We now live in a culture that cares about natural sources and baptismal candidates that aren't going to break the pastor's back. In a time where our technology can easy distance us from meaningful relationships, we are also concerned about Christian community. But we don't want the plastic community that tucks their shirts in and pretends like they are more sanctified-than-thou. We want authentic community that is honest about their struggles in the journey.
I get that. I remember well the happy-starchy families that surrounded me in church when I grew up. My pastor had the perfect comb-over, everyone was smiling, and I'd see them all again next Sunday. Meanwhile, I spent the sermon imagining what it would look like if I combed my pastor's hair the other way. By the time I was in high school, many of the perfect-Sunday families had gone through divorce. Turns out there was quite a bit of scandal going on. And so, just like my breakfast, I wanted to rid myself of the additives. Where were the real people?
However, in our effort to keep it real, maybe we have committed another form of hypocrisy. While it is good that many in the church have worked to break the fake veneer of a Colgate smile, Brett McCracken has written an article worth reading where he asks the question, "Has 'Authenticity' Trumped Holiness?" He sums up the argument well when he quotes Erik Thoennes, professor of biblical and theological studies at Biola University, "There's this idea that to live out of conformity with how I feel is hypocrisy; but that's a wrong definition of hypocrisy...To live out of conformity to what I believe is hypocrisy. To live in conformity with what I believe, in spite of what I feel, isn't hypocrisy; it's integrity."
The article is well worth a read, and it made me reflect on just how bogus our claims and attempts to authenticity are. Are we really going to let our subjective feelings determine authenticity? I'm afraid we've lost the meaning of authenticity as well. It brings me right back to something G.K. Beale wrote in The Temple and the Church's Mission (Yes! I'm going there again).
One of the best illustrations of a similar use of 'true' occurs in Revelation 3:14, where Christ calls himself the 'faithful and true witness', and designates himself as the genuine or authentic witness in contrast to fleshly Israel as false witnesses.
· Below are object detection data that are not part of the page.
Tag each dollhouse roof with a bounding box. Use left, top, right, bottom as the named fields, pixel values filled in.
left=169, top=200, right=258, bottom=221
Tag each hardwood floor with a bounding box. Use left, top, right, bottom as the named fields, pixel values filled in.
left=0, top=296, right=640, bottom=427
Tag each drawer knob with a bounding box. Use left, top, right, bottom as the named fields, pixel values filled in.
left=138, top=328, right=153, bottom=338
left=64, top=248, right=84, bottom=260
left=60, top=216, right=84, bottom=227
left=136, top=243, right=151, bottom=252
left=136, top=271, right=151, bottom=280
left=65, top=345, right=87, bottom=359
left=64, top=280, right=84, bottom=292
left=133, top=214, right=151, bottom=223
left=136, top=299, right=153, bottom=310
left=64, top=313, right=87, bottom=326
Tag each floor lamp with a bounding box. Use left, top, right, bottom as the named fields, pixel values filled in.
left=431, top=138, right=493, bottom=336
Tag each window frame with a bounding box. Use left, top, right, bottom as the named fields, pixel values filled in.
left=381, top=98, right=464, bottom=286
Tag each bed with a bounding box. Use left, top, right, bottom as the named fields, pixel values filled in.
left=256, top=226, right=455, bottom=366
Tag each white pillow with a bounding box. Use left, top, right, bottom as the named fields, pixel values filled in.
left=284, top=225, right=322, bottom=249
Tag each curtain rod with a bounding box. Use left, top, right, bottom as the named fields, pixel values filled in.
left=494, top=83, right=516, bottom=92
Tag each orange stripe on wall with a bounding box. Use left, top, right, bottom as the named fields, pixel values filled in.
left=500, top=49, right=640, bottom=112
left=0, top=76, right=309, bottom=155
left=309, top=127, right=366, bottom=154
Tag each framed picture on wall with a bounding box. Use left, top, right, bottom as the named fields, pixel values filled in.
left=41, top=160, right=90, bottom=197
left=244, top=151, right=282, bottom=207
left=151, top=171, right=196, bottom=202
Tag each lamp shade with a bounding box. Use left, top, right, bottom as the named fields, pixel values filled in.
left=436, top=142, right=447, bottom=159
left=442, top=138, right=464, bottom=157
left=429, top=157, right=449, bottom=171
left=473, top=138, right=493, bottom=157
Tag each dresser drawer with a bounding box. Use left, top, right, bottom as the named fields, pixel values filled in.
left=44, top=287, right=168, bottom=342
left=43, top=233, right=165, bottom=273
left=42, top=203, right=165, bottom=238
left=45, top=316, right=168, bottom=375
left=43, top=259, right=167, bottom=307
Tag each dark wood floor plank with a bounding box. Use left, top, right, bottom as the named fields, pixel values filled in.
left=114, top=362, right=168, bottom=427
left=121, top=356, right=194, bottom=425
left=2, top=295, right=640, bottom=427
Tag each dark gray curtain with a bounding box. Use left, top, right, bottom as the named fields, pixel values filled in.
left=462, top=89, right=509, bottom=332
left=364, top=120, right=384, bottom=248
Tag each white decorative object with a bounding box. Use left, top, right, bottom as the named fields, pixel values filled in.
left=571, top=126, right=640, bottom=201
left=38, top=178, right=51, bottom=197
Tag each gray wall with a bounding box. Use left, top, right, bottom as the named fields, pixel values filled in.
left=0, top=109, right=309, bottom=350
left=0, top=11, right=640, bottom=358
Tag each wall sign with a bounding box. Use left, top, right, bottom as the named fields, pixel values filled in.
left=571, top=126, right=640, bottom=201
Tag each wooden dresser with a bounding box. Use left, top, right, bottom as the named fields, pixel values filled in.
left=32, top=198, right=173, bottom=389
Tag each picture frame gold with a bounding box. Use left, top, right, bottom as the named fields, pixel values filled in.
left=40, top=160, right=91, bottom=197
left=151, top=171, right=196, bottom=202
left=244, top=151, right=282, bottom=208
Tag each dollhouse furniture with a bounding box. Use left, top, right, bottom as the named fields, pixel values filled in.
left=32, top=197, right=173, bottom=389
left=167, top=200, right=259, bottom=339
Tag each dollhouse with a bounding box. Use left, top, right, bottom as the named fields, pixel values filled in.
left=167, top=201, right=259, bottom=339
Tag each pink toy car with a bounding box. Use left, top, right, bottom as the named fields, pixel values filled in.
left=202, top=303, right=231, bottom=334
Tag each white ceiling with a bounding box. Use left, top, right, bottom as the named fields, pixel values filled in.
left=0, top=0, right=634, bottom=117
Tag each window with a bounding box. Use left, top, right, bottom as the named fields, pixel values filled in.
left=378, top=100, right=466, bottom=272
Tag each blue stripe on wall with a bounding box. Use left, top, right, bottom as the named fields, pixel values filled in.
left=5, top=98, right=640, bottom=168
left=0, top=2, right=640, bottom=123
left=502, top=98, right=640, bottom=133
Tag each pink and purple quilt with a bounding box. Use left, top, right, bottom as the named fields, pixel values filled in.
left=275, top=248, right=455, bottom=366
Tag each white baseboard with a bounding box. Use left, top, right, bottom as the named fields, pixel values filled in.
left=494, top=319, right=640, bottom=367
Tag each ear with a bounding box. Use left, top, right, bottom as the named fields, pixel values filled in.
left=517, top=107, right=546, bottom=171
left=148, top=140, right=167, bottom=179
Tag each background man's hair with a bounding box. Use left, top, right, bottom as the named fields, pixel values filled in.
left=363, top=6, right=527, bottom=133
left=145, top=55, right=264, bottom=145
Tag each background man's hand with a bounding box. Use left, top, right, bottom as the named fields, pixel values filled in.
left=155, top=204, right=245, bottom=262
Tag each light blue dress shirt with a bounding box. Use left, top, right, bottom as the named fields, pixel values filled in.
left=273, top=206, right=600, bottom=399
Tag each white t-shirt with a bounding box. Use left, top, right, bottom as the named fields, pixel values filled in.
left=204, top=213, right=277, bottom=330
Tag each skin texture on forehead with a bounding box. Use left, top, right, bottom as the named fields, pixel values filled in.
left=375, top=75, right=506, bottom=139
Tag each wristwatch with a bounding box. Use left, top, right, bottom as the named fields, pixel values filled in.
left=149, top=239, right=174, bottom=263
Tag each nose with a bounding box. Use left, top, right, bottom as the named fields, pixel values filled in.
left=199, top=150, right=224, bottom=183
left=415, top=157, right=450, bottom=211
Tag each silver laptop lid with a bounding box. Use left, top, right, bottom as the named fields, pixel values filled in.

The word 'true' likely includes more than mere moral and cognitive truth, but also the idea of 'authentic' in the redemptive-historical sense of Jesus being true Israel by fulfilling the Isaiah 43:10-19 prophecy about God and Israel's witness to the new creation. (296)
This is written in the context of addressing our misconceptions about the true temple verses the figurative temple. We often think of the heavenly temple as figurative, but in pointing the reader to Heb. 8:5 and Exod. 25:40, Beale demonstrates that "the pattern that Moses saw on Sinai was apparently the true heavenly tabernacle that was to come later with Christ and descend and eventually fill the whole earth...the literal sanctuary is the heavenly one and the figurative sanctuary is the earthly" (295).
We often confuse the raw, here and now, recognizable situation as the true and authentic. But there is only one person who is authentic, Jesus Christ. And the truth is we need a preservative of sorts to reach holiness. In order to even be able to have eyes to see and ears to hear about this truth, we needed to be regenerated by his Holy Spirit, who is sanctifying and preserving us now by his Word and sacraments. We depend upon him by faith as we strive for holiness and authentic, obedient living, whether it is with an ironed shirt or sustainable and organic fair trade clothing. Let's not rely on our own means of feeling authentic, but rather the means of grace that God has promised to participate in that Great Day when we will behold the face of the One who is authentic.